Bei der PRP-Behandlung zur Hautverjüngung wird plättchenreiches Plasma verwendet, das aus einer Blutprobe des Patienten gewonnen wird. Die entnommene Blutprobe wird in einer Zentrifuge aufbereitet, um die Blutplättchen und Wachstumsfaktoren zu konzentrieren. Das konzentrierte Plasma enthält biologische Signale, welche die Kollagen- und Elastinproduktion auf natürliche Weise anregen. Das PRP wird entweder in die Gesichtshaut injiziert oder nach einem Microneedling aufgetragen, um die Penetration und Aufnahme zu verbessern. Die Behandlung löst einen Regenerationsprozess aus, der die Hautstruktur, den Teint und die Festigkeit verbessert. In Kombination mit Microneedling wird PRP zur Hautverjüngung manchmal auch als „Vampir-Gesichtsbehandlung“ bezeichnet. Dieser Ansatz nutzt während des gesamten Behandlungsverlaufs die natürlichen Heilungsprozesse des Körpers. Während des Eingriffs werden der Haut keine fremden oder synthetischen Substanzen zugeführt. Da es sich um ein autologes Produkt handelt, ist das Risiko einer allergischen Reaktion ausgeschlossen. Die Ergebnisse entwickeln sich allmählich, da der Körper in den folgenden Monaten neues Kollagen bildet.
Was sind Dermal Filler?
Dermal Filler sind injizierbare Gelprodukte, die dazu dienen, das Gesichtsvolumen wiederherzustellen und Falten sofort zu glätten. Die meisten modernen Füllstoffe basieren auf Hyaluronsäure, die natürlicherweise im Gewebe des Körpers vorkommt. Das Gel wird unter die Haut injiziert und erzeugt bei Kontakt sofort eine straffende Wirkung sowie mehr Volumen. Füllstoffe sorgen bereits unmittelbar nach der Injektion für sichtbare Ergebnisse im Behandlungsbereich. Sie wirken effektiv gegen Volumenverlust in den Wangen, unter den Augen, in den Nasolabialfalten und im Kieferbereich. Es gibt unterschiedliche Filler-Konsistenzen, die speziell auf verschiedene Behandlungsbereiche und Injektionstiefen abgestimmt sind. Die Ergebnisse halten in der Regel acht bis achtzehn Monate an, je nach verwendetem Produkt und Behandlungsort. Filler bewirken strukturelle Veränderungen der Gesichtskontur, die mit PRP zur Hautverjüngung allein nicht erreicht werden können. Hyaluronsäure-Filler können mit dem Enzym Hyaluronidase aufgelöst werden, falls das Ergebnis nachträglich angepasst werden muss. Dies bietet Patienten eine wichtige Sicherheit.

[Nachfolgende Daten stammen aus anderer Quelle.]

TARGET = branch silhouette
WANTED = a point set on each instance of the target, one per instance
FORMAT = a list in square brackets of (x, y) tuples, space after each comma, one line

PRP zur Hautverjüngung vs. Filler: Wie sie unterschiedlich wirken
Der grundlegende Unterschied zwischen PRP zur Hautverjüngung und Fillern besteht im Wirkmechanismus. PRP wirkt regenerativ. Es regt den Körper dazu an, im Laufe der Zeit auf natürliche Weise neues Kollagen- und Elastin-Gewebe zu bilden. Wachstumsfaktoren stimulieren die Aktivität der Fibroblasten über einen Zeitraum von Wochen und Monaten hinweg schrittweise. Filler wirken dagegen strukturell. Sie bilden sofort ein physisches Gerüst unter der Hautoberfläche. PRP zur Hautverjüngung verbessert die Gesamtqualität der Haut im gesamten Gesicht umfassend, einschließlich Textur, Teint und Elastizität. Filler gleichen spezifische Volumendefizite aus und glätten einzelne Falten in gezielten Bereichen. PRP wirkt schrittweise: Das volle Ergebnis entwickelt sich über mehrere Monate hinweg durch die fortlaufende Kollagenproduktion. Filler hingegen wirken sofort und das Ergebnis ist bereits unmittelbar nach der Injektion sichtbar.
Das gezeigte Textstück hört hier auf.